兼田昌尚
Masanao Kaneta
兼田昌尚 1953(昭和28)年生
兼田昌尚は7代兼田三左衛門の長男として山口県萩市に生まれました。
1977(昭和52)年、東京教育大学教育学部芸術学科彫塑専攻を卒業しました。
1979(昭和54)年、筑波大学大学院芸術研究科彫塑専攻を修了後、父に師事しました。

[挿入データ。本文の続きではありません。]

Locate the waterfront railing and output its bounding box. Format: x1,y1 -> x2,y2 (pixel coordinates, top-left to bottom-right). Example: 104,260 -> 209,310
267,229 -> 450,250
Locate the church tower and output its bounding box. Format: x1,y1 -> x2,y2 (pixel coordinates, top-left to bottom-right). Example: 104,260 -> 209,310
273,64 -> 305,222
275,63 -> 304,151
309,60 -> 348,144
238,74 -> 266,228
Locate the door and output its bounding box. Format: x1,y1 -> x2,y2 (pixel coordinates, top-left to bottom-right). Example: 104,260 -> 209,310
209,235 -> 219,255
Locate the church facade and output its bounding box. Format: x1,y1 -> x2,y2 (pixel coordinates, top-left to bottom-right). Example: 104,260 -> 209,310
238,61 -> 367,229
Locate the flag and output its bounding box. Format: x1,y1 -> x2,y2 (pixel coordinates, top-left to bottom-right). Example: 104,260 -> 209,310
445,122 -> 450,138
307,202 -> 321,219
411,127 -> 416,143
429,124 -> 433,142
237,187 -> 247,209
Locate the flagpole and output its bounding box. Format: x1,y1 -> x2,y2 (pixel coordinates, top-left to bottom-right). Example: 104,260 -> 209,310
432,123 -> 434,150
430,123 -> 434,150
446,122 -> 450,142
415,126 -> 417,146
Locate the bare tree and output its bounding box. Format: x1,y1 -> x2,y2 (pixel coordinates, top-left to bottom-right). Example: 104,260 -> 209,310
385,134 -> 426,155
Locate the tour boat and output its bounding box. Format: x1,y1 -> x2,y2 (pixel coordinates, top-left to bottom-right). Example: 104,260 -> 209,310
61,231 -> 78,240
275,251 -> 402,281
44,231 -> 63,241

1985(昭和60)年、日本工芸会正会員となりました。
この頃は轆轤成形と鉄土を線状に振り掛ける技法を多用していましたが、
陶箱の制作をきっかけに全ての作品を「刳貫」で制作するようになります。
1989(平成元)年、萩市教育文化奨励賞を受賞しました。
1991(平成3)年、日本工芸会を退会し、以後は個展を中心に活動します。
1996(平成8)年、山口県芸術文化振興奨励賞を受賞しました。
1999(平成11)年、エネルギア美術賞を受賞しました。
2000(平成12)年~2003(平成15)年まで筑波大学芸術学系助教授に就任しました。
2004(平成16)年、山口県文化功労賞を受賞しました。
2005(平成17)年、8代天寵山窯を継承しました。
刳貫とは土塊を板に叩き付けて面を成形し、
表面を削り出して内側を刳り貫く技法で、
轆轤では得られない土そのものが形造る量塊性を獲得する事ができます。
この刳貫の豪快で意欲的な造形は萩焼に新風を吹き込みました。
美しい白釉の釉調に見事な釉溜まり、
表情に富む窯変や面の歪みが生む妙趣が相俟って、
深みのある世界を現出しています。